When
John Iani came to Idaho as the Environmental Protection Agency’s (EPA) administrator
for Region 10, his first experience was a meeting with then governor Dirk
Kempthorne about his agency’s presence in the Silver Valley. Iani said the meeting was confrontational and
illustrative of a common dilemma the regulated community faces when Congress
passes laws and leaves them to agencies to implement as best they can.
When
Congress doesn’t give enough direction, he said, the impact is felt by the
communities and the courts are left to resolve issues.
The
Clean Water Act (CWA) is an example of this problem. The act calls out “water bodies of the United States,”
without clearly defining them. Certainly
lakes, rivers, navigable waters would be considered such, but what about
tributaries or bodies of water not connected to others?
The
Sacketts are a couple who bought a .63-acre piece of property in a platted
subdivision, with water and sewer hookups 500 feet west of Priest Lake
in North Idaho. They obtained all the necessary building
permits, and had just started work on the house when EPA told them their land
was considered a wetland. The EPA issued
an administrative compliance order saying the Sacketts were in violation of the
CWA, and that they needed to restore the area to the way it was, and seek a
permit to build their house. They were
fined $37,500 for every day that passed where they failed to do so.
The
Sacketts filed an action in federal district court to dispute the order, and
lost. They appealed to the 9th
Circuit Court, who agreed with the district court. They then went to the Supreme Court which
came to the unanimous decision that the compliance order was a final action and
should have been open to judicial review.
The Court held that the Sackets were entitled to challenge the compliance
order in court. U.S. Supreme Court
Justice Alito wrote a concurring opinion - rejecting the position that private
property rights are at the mercy of EPA employees.
Ultimately,
Iani said, Congress needs to step up and clarify what is and is not a water
body of the US. Failing to do so will always leave the agency
scratching its heads over what to do next.
Another
example of EPA overreach is the case of Mingo Logan Coal. A project seeking to deposit fill in a water body
of the US needs to seek permission under the CWA, Section 404, sub-section C which says "the Administrator is allowed
to deny or restrict the use of any defined area as a disposal site whenever he
determines that such deposits will have an adverse impact on water or
populations.” There are no regulations,
nor process specified, but it's powerful and rarely used language, allowing the
EPA to reverse a decision about a previously approved landfill site at any
time.
In
the Mingo Logan case, the Army Corps of Engineers issued a permit for the fill
of two mines to be deposited into two river-beds. Three years later, EPA decided it would, for
the 13th time in its history, revoke the permit.
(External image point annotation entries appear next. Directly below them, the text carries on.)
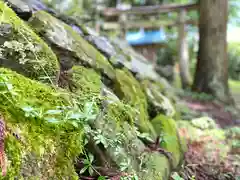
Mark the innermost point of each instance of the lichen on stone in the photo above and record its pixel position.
(63, 39)
(157, 102)
(47, 143)
(166, 127)
(22, 50)
(128, 89)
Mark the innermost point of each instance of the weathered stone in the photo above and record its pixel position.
(103, 45)
(23, 51)
(135, 62)
(43, 148)
(69, 46)
(166, 127)
(21, 8)
(158, 103)
(128, 89)
(158, 167)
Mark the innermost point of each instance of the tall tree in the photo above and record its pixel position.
(212, 67)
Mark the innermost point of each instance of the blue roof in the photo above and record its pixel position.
(145, 37)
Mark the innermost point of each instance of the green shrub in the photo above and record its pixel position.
(234, 60)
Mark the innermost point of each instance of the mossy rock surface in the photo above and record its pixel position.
(158, 103)
(158, 167)
(128, 89)
(166, 127)
(22, 50)
(69, 46)
(47, 143)
(124, 146)
(84, 82)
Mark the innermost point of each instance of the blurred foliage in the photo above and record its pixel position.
(234, 60)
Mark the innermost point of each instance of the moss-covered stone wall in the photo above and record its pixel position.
(64, 120)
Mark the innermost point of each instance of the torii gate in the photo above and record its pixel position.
(123, 23)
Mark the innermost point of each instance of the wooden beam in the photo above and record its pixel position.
(108, 12)
(145, 24)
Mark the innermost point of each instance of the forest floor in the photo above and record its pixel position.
(209, 157)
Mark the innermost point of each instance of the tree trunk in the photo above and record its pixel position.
(183, 52)
(212, 67)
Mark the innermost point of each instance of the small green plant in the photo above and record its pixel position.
(88, 161)
(130, 177)
(176, 176)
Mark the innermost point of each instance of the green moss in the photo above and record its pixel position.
(158, 103)
(167, 127)
(158, 167)
(24, 51)
(87, 82)
(58, 33)
(46, 148)
(129, 90)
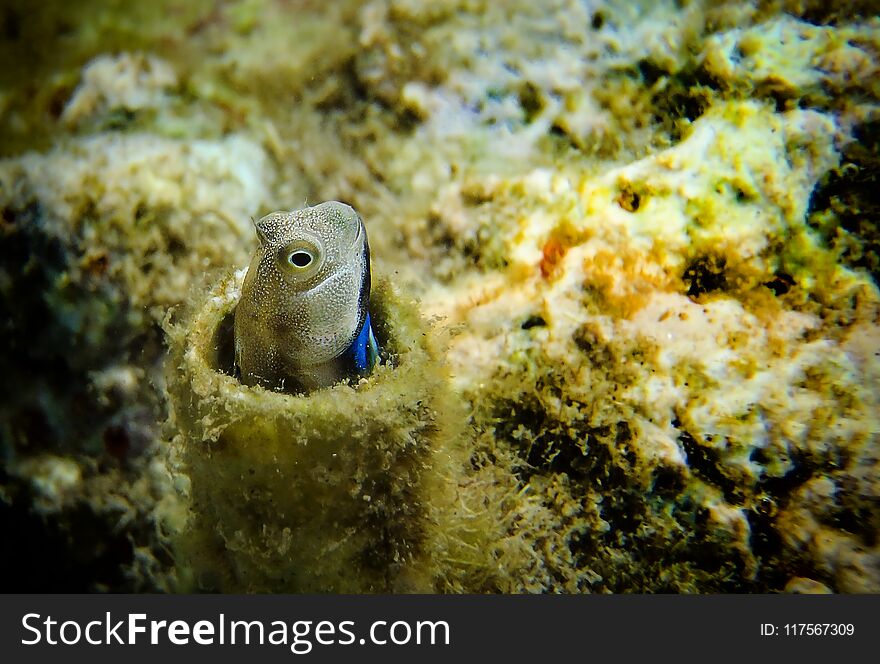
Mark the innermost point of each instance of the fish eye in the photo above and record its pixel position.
(300, 258)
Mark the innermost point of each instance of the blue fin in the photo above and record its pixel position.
(365, 350)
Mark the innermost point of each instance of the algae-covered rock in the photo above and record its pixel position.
(647, 231)
(309, 493)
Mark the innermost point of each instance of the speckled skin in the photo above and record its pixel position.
(293, 322)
A court found against the EPA, where in all 12
previous court cases the court had ruled in favor of them.
"The
EPA claimed that the status of a permit is not ever really final,” Iani said,
“but what would be the point in requesting a permit if it isn't worth the paper
it's printed on and commerce can be interrupted at any point?"
There
is another major issue before EPA right now—a mining project in Alaska. Groups opposed to the project have asked the
EPA to allow no mining in that entire area forever.
Bad
facts make bad law, Iani said. If the EPA continues to make mistakes under the
404 C clause, Congress will need to look at the CWA to clarify issues.
“I
think EPA’s authority on the CWA is being looked at very carefully by the
courts. It might be time for Congress to look at it, but that’s not likely now with
the current gridlock we see Congress.